Introduction: アセトアミノフェンの血清濃度は、アセトアミノフェン過剰摂取時の肝毒性リスクの予測や、原因不明の急性肝障害患者におけるアセトアミノフェンの使用を確認するために測定される。 アセトアミノフェン濃度は、アセトアミノフェン中毒の解毒剤であるN-アセチルシステインによる治療が必要かどうかを決定する。

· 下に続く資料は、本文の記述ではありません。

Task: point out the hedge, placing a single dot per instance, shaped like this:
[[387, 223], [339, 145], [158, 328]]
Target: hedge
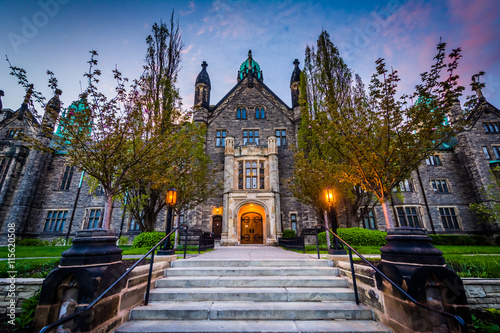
[[357, 237], [459, 240]]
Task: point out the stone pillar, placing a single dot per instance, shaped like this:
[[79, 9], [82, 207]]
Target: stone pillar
[[228, 187], [274, 187], [414, 264]]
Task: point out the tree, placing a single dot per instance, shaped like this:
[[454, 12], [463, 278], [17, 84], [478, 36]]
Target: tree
[[316, 168], [378, 138]]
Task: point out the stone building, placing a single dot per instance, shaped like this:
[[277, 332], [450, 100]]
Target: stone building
[[249, 136]]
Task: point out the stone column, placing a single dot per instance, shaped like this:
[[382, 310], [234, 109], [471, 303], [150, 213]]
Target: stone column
[[274, 187], [228, 186]]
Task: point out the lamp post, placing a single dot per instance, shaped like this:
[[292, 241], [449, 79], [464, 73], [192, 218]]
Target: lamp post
[[171, 199], [330, 200]]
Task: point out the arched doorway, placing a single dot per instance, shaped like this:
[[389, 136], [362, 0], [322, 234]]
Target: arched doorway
[[217, 226], [251, 229]]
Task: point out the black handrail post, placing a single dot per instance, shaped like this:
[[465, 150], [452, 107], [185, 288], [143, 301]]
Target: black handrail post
[[356, 297], [146, 300], [317, 241], [185, 242]]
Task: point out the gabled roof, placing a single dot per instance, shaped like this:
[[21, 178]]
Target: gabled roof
[[214, 111]]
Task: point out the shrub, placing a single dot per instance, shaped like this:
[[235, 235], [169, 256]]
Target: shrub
[[459, 240], [31, 242], [357, 237], [122, 240], [148, 239]]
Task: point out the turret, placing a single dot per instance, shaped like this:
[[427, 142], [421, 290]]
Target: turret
[[202, 88], [294, 84]]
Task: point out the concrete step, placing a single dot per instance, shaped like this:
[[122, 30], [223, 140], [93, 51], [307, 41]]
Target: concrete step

の解説です。 49歳女性が,肝性脳症と血清総ビリルビン濃度442 μmol/lで当院に入院した. アセトアミノフェン濃度が11.5 mg/lであったため,N-acetyl cysteineによる治療を開始した。 その結果,4日間連続してアセトアミノフェン濃度が11.5〜12.3 mg/lと変化しないことが判明した。 一方、クロマトグラフィー技術であるHPLCで測定したアセトアミノフェン濃度は検出されないままであった。
ディスカッション 本症例では、ビリルビンの上昇がアセトアミノフェンの測定に干渉し、偽陽性を引き起こす可能性が最も高いと考えられた。 ビリルビンは電磁スペクトルの紫外・可視域に強い吸光度を持つため、酵素比色分析法では妨害となる。
結論。 アセトアミノフェン濃度の測定に酵素比色法を用いた場合、黄疸のある血清ではアセトアミノフェンの検査結果が偽陽性となる可能性がある。 黄疸のある血清でアセトアミノフェンの結果が疑わしい場合は、非酵素法、血清の限外ろ過、または希釈試験で確認する必要がある。